Segundo informações do Diário do Centro do Mundo (DCM), câmeras instaladas em salas captam movimentos, expressões faciais, interações e até o uso de celular dos estudantes, enquanto algoritmos classificam cada comportamento em métricas que nem os docentes compreendem totalmente.
O projeto é desenvolvido desde 2024 pelo Instituto de Tecnologia Anexo, de Goiás, e pode ser expandido para toda a rede estadual até o fim do ano. De acordo com o edital disponível no site da empresa, o sistema realiza uma “leitura biopsicossocial” e oferece relatórios em tempo real.
Falta de respaldo legal
Apesar de estar em funcionamento, o programa não possui regulamentação. Um ex-funcionário da E.E. Deputado Augusto do Amaral, no bairro do Jaguaré (Zona Oeste de SP), relatou que a própria direção da escola admitiu não existir resolução pública ou contrato formal que autorizasse a coleta de dados.
Além dos alunos, professores também são avaliados. Em um caso citado, uma docente foi repreendida por apresentar índice de engajamento considerado “baixo” pelo algoritmo.
Especialistas alertam para ilegalidade
Para o professor Fernando Cássio, da Faculdade de Educação da USP, a prática pode configurar violação de direitos fundamentais. “Estão coletando dados biométricos de menores de idade sem contrato, sem consentimento dos pais e sem transparência. Isso é passível de ação judicial”, declarou.
O educador também ressalta que o projeto infringe o Estatuto da Criança e do Adolescente (ECA), que garante a proteção integral dos direitos das crianças e adolescentes. Segundo ele, o fato de o SADI ainda estar em fase de testes torna a situação ainda mais preocupante:
“Essa inteligência artificial transforma o ambiente educacional em um laboratório para experimentos tecnológicos que usam crianças de escolas públicas como cobaias.”
Já o professor Daniel Cara, também da USP, afirma que a iniciativa é “arbitrária e coercitiva” e precisa ser efetivamente condenada. Ele lembra que sistemas de IA podem reproduzir preconceitos de seus países de origem, inclusive de caráter racial e social:
“Um sistema desenvolvido na Europa provavelmente vai identificar imigrantes como transgressores. É um sistema de vigilância anti-pedagógico, que não respeita a diversidade dos estudantes brasileiros.”
SEDUC-SP nega contrato
A Secretaria de Educação do Estado (SEDUC-SP) confirma que se trata de um “projeto piloto”, mas afirma que não há contrato firmado com o Instituto Anexo. Também não informou os nomes das outras escolas envolvidas no programa.

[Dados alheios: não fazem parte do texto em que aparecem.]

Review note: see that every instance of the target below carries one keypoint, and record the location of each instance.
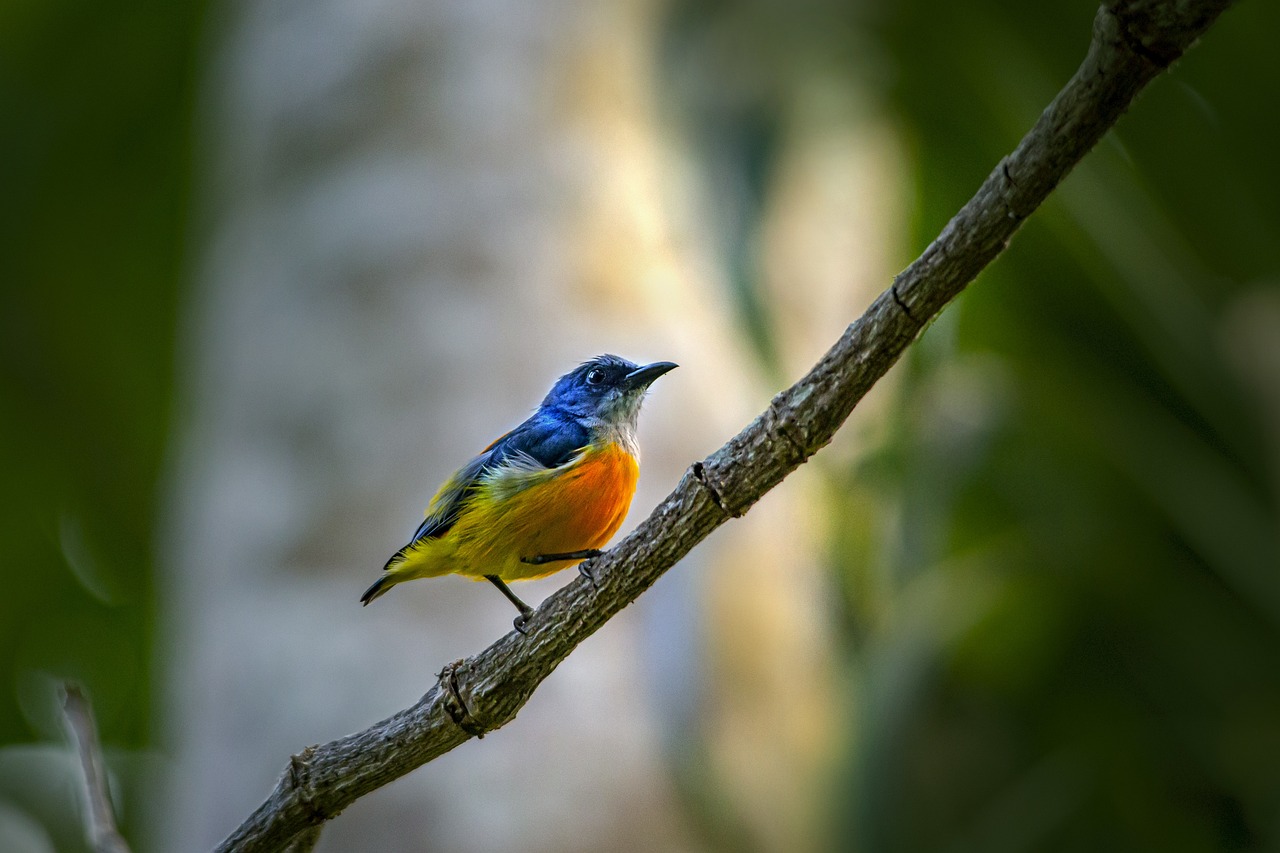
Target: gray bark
(1133, 42)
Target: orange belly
(577, 509)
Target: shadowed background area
(268, 273)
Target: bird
(544, 496)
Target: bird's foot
(520, 621)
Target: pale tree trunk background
(417, 215)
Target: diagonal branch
(99, 816)
(1133, 42)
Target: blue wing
(545, 439)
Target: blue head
(604, 392)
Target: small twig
(103, 834)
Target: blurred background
(272, 270)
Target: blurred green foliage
(1061, 570)
(1065, 610)
(95, 170)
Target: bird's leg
(525, 610)
(572, 555)
(556, 557)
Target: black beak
(644, 377)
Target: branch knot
(453, 702)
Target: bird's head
(606, 391)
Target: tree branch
(99, 816)
(1133, 42)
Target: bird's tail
(378, 588)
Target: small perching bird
(543, 497)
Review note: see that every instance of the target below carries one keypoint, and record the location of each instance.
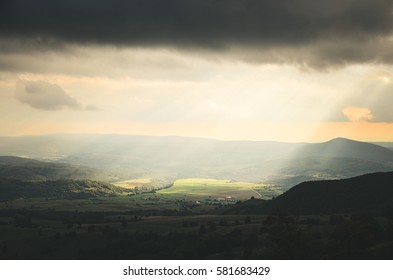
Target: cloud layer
(313, 32)
(45, 96)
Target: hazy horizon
(305, 71)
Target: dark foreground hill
(367, 194)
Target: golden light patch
(358, 114)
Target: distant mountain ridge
(342, 147)
(25, 169)
(370, 194)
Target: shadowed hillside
(33, 170)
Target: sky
(282, 70)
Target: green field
(199, 188)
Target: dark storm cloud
(310, 31)
(45, 96)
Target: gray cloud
(313, 32)
(45, 96)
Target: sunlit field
(219, 189)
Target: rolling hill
(25, 169)
(11, 189)
(370, 194)
(130, 156)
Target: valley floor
(111, 229)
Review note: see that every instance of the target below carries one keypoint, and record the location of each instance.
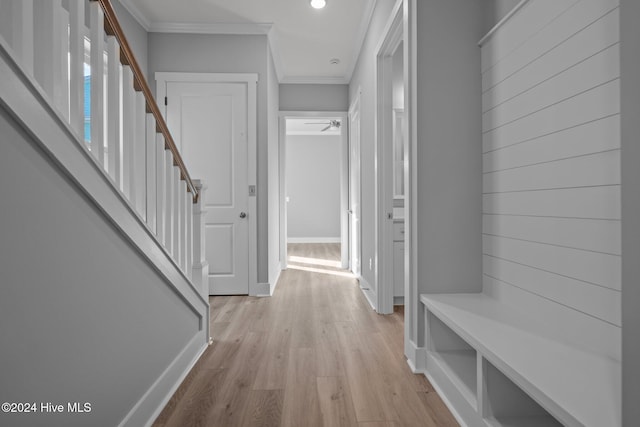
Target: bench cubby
(495, 365)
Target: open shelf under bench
(576, 386)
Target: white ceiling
(303, 39)
(312, 126)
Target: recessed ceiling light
(318, 4)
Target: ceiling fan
(331, 124)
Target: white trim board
(313, 239)
(344, 184)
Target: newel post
(200, 264)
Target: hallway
(314, 354)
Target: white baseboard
(168, 383)
(416, 358)
(313, 239)
(260, 290)
(369, 293)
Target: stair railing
(91, 77)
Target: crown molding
(211, 28)
(137, 14)
(360, 37)
(275, 54)
(322, 80)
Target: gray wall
(206, 53)
(83, 316)
(495, 10)
(314, 97)
(313, 186)
(630, 157)
(364, 79)
(274, 174)
(449, 136)
(136, 35)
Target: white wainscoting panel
(551, 165)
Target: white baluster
(161, 188)
(200, 264)
(184, 196)
(189, 234)
(62, 74)
(76, 71)
(97, 81)
(177, 203)
(6, 21)
(169, 202)
(140, 158)
(151, 172)
(22, 32)
(128, 134)
(47, 46)
(114, 102)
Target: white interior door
(354, 187)
(209, 124)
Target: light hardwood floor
(314, 354)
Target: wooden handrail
(112, 27)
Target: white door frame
(344, 181)
(393, 36)
(251, 80)
(355, 243)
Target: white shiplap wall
(551, 165)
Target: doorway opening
(313, 181)
(391, 164)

A reportagem entrou em contato com o Instituto Anexo e com a Diretoria de Ensino da Região Centro-Oeste (DECTO), mas não obteve resposta até a publicação desta matéria.
Enquanto isso, diretores de colégios confirmaram que as câmeras já estão instaladas e funcionando. O caso levanta sérias preocupações sobre privacidade, legalidade e impacto pedagógico da utilização de tecnologias de vigilância no ambiente escolar.